As civilian agencies disconnected Monday from the SolarWinds’ Orion platform under government orders, the Department of Defense declined to comment on whether its systems are among those across several government agencies reportedly accessed by hackers affiliated with Russia’s foreign intelligence agency. SolarWinds counts all five military services, the Pentagon and the National Security Agency among its clientele for the network management platform, and said Monday in a Securities and Exchange Commission filing that the hack between March and June affected 18,000 customers — both government agencies and businesses.
With agencies just now unplugging from the platform, the extended time that hackers potentially had access to government emails and other information particularly alarmed experts.
“This is just the price that the Department of Defense, the intelligence community and the U.S. government, writ large, are going to pay over and over for their continued and increasing reliance on, at its core, code that someone else wrote and tested on their network” (as opposed to code that they wrote and they tested), said Philip Reiner, CEO of the Institute for Security and Technology, who also formerly served at DoD and on the National Security Council.
“As the Department of Defense continues to expand its trust in third-party products and services, because it has no choice, really, this will only get worse. Trust is a transitive property, and threat actors know this, which is why they take advantage of it.”

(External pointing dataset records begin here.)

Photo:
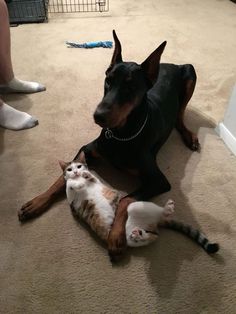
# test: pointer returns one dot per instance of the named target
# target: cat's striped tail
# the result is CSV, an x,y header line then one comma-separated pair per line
x,y
192,233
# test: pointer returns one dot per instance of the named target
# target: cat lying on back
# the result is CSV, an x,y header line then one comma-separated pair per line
x,y
96,203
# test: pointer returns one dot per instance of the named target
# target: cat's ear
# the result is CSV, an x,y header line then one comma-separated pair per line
x,y
62,164
81,158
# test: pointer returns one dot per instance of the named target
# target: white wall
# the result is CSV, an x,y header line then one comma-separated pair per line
x,y
227,128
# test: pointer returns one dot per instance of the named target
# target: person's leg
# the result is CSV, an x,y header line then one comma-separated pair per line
x,y
13,119
8,82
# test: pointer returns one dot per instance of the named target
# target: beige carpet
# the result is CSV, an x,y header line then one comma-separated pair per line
x,y
52,264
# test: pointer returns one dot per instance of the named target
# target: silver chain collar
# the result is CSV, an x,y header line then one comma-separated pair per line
x,y
109,134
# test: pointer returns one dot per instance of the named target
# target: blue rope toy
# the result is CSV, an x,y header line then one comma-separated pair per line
x,y
95,44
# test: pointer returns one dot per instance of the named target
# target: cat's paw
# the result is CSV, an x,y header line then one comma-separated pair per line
x,y
169,208
136,234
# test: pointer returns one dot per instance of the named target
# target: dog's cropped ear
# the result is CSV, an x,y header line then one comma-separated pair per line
x,y
116,58
62,164
151,64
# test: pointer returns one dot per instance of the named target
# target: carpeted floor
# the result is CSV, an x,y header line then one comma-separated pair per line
x,y
52,264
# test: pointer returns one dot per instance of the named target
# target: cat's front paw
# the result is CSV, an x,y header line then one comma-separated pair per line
x,y
169,208
136,233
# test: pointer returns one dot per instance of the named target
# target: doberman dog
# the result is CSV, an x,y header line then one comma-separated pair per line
x,y
140,107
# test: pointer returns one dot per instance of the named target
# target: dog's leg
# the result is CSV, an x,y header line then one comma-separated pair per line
x,y
153,182
189,81
117,235
42,202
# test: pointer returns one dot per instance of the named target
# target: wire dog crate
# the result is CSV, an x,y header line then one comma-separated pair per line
x,y
32,11
70,6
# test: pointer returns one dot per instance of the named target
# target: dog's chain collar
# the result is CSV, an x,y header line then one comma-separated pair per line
x,y
109,134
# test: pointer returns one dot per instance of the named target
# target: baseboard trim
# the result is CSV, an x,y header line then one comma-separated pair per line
x,y
227,137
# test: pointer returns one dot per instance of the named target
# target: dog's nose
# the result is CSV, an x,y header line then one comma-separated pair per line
x,y
99,117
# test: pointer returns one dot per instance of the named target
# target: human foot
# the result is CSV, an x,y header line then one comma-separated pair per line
x,y
13,119
19,86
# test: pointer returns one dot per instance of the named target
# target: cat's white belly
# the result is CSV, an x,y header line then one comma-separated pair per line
x,y
104,209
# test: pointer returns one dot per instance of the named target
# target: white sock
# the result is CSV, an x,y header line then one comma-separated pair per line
x,y
19,86
13,119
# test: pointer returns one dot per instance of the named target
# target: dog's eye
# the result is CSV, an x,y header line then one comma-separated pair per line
x,y
108,81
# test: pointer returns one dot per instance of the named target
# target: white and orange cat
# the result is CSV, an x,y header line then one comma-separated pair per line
x,y
96,203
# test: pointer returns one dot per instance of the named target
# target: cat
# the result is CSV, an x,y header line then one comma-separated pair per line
x,y
96,203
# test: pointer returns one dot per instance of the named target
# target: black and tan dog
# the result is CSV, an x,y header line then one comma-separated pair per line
x,y
140,107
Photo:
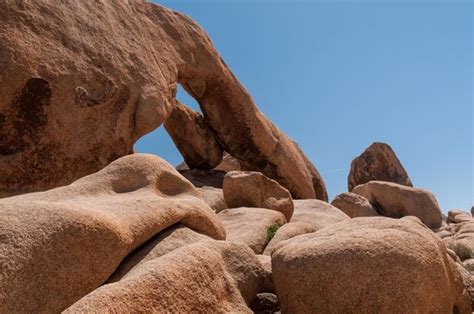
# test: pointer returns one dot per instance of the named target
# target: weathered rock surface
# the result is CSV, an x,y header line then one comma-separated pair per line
x,y
61,244
193,138
253,189
212,276
163,243
458,233
249,225
82,81
214,197
287,231
317,213
354,205
345,268
377,163
227,164
201,178
395,200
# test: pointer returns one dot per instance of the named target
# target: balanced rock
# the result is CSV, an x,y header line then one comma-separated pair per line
x,y
395,200
317,214
377,163
60,244
368,265
250,225
193,138
212,276
82,81
253,189
354,205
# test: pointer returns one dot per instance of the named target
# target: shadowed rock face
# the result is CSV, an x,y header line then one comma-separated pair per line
x,y
377,163
82,81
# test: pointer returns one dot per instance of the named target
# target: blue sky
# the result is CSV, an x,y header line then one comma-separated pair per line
x,y
337,76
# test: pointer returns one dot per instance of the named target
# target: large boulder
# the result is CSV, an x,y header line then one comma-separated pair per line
x,y
368,265
193,138
458,234
253,189
209,276
60,244
82,81
250,225
377,163
395,200
354,205
317,214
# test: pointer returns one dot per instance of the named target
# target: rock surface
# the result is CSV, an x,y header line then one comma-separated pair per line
x,y
61,244
395,200
193,138
317,214
377,163
253,189
213,276
65,66
250,225
354,205
345,268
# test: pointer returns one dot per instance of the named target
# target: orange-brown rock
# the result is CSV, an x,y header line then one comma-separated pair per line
x,y
377,163
354,205
204,277
193,138
83,80
395,200
60,244
253,189
317,214
250,225
368,265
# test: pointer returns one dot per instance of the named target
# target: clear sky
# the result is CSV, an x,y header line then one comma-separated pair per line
x,y
337,76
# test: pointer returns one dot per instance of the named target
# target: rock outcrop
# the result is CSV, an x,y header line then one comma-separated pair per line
x,y
250,225
354,205
395,200
61,244
317,213
253,189
346,268
213,276
82,81
193,138
377,163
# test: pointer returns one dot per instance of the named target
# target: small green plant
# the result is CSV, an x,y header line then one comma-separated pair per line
x,y
271,231
463,251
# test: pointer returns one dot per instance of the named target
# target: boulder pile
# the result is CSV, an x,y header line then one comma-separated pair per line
x,y
243,225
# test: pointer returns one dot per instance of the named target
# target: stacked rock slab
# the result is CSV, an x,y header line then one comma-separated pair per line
x,y
82,81
253,189
396,201
377,163
60,244
354,205
368,265
193,138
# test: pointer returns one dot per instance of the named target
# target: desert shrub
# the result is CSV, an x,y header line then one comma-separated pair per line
x,y
463,251
271,231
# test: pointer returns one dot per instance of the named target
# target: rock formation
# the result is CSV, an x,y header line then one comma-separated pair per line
x,y
59,245
395,200
193,138
253,189
82,81
354,205
377,163
346,268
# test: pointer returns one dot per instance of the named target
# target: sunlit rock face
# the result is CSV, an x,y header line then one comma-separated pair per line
x,y
82,81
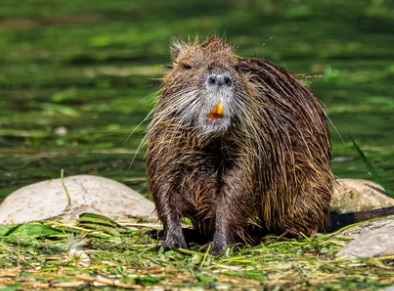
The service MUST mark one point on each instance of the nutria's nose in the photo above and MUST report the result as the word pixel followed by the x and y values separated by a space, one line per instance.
pixel 220 80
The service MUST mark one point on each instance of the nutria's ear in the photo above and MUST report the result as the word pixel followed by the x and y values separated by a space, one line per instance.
pixel 176 47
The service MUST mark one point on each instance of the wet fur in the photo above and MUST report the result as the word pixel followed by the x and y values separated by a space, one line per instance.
pixel 264 169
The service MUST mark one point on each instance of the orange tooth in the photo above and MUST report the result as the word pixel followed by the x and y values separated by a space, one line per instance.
pixel 217 111
pixel 219 108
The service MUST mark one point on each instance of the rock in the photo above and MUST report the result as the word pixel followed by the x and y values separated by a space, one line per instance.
pixel 87 193
pixel 376 242
pixel 354 195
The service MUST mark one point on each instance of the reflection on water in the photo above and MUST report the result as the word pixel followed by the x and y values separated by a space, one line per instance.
pixel 76 79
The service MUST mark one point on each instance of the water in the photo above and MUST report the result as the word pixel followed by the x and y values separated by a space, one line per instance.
pixel 77 77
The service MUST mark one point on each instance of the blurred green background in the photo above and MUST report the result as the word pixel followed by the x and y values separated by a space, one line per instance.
pixel 77 77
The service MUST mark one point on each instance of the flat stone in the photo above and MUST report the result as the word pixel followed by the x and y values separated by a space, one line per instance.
pixel 378 242
pixel 87 193
pixel 354 195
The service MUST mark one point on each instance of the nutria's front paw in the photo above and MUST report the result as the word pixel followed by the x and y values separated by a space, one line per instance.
pixel 218 246
pixel 174 242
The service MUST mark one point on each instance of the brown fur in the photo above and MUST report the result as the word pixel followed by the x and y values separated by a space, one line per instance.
pixel 262 168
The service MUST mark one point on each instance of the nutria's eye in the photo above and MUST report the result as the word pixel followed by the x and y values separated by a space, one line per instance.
pixel 186 66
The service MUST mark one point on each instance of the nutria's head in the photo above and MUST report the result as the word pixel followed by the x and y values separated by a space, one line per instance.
pixel 203 88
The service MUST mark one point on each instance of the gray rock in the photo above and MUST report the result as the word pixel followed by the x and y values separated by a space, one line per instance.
pixel 353 195
pixel 87 193
pixel 376 242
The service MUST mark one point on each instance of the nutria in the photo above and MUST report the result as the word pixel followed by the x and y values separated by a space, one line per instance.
pixel 237 145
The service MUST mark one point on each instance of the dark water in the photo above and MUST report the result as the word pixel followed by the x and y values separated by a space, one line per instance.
pixel 76 77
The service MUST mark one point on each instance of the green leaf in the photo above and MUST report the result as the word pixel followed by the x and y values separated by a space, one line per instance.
pixel 32 230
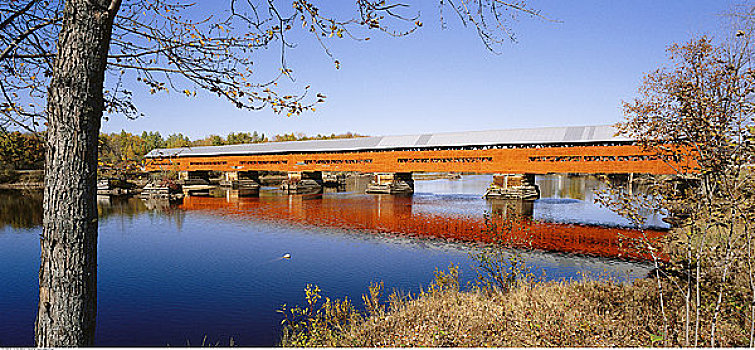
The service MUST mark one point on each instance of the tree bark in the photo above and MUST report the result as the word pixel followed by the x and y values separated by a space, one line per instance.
pixel 68 269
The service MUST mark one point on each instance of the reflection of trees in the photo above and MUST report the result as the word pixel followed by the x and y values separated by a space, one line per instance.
pixel 20 209
pixel 394 215
pixel 165 208
pixel 120 206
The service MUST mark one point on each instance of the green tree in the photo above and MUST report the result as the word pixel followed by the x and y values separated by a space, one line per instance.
pixel 60 54
pixel 177 140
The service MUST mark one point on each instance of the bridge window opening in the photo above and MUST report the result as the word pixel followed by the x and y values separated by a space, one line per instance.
pixel 446 160
pixel 627 158
pixel 209 163
pixel 337 161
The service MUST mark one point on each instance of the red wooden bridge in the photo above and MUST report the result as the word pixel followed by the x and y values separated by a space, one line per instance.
pixel 577 150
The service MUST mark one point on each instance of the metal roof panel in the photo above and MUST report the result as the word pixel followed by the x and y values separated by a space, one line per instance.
pixel 551 135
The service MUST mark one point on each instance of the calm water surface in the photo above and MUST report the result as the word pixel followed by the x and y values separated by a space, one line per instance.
pixel 171 274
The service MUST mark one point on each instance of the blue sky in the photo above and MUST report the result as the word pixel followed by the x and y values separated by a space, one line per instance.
pixel 575 72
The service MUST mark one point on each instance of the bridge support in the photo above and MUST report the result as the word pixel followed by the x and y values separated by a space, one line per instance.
pixel 303 182
pixel 243 183
pixel 333 179
pixel 511 208
pixel 513 186
pixel 391 183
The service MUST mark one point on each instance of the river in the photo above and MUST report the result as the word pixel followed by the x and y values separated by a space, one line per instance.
pixel 212 266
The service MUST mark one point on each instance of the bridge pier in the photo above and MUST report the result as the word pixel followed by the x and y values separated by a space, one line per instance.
pixel 391 183
pixel 333 179
pixel 244 183
pixel 197 177
pixel 303 182
pixel 513 186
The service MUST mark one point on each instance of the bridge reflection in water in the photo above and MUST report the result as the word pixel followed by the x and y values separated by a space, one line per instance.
pixel 385 214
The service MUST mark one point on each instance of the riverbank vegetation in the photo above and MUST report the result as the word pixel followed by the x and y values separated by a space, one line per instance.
pixel 696 115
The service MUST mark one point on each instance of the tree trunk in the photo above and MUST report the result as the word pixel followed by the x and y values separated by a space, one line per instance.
pixel 68 269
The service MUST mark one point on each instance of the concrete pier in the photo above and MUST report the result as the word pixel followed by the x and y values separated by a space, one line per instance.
pixel 303 182
pixel 513 186
pixel 391 183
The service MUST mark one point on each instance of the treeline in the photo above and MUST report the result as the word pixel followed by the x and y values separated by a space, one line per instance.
pixel 21 151
pixel 125 151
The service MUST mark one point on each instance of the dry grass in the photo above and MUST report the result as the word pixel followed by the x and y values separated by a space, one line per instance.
pixel 584 313
pixel 544 314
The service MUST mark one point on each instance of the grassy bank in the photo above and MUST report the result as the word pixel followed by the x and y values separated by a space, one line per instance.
pixel 556 313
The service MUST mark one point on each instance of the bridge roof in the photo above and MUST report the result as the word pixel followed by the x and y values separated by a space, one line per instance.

The Navy and Army referred questions to the Department of Defense, which declined to comment. A spokesperson for the chief information officer of the Air Force did not respond right away to a request for comment.
A U.S. Cyber Command spokesperson said the command is assessing the issue. “U.S. Cyber Command is postured for swift action should any defense networks be compromised. We are in close coordination with our interagency, coalition, industry and academic partners to assess and mitigate this issue.”
Reuters, which first reported the breach, identified the departments of Commerce, Treasury and Homeland Security as agencies that hackers infiltrated. The Washington Post reported that the group behind the intrusions was APT29, which is associated with the SVR, Russia’s foreign intelligence agency.
Reuters reported that the breach was severe enough for the National Security Council to call an emergency meeting. The Wall Street Journal reported Monday that “national security agencies and defense contractors” were among the breached organizations. FireEye, a cybersecurity company with significant federal contracts, announced last week that hackers broke into its servers, which the Washington Post attributed to the same Russian outfit.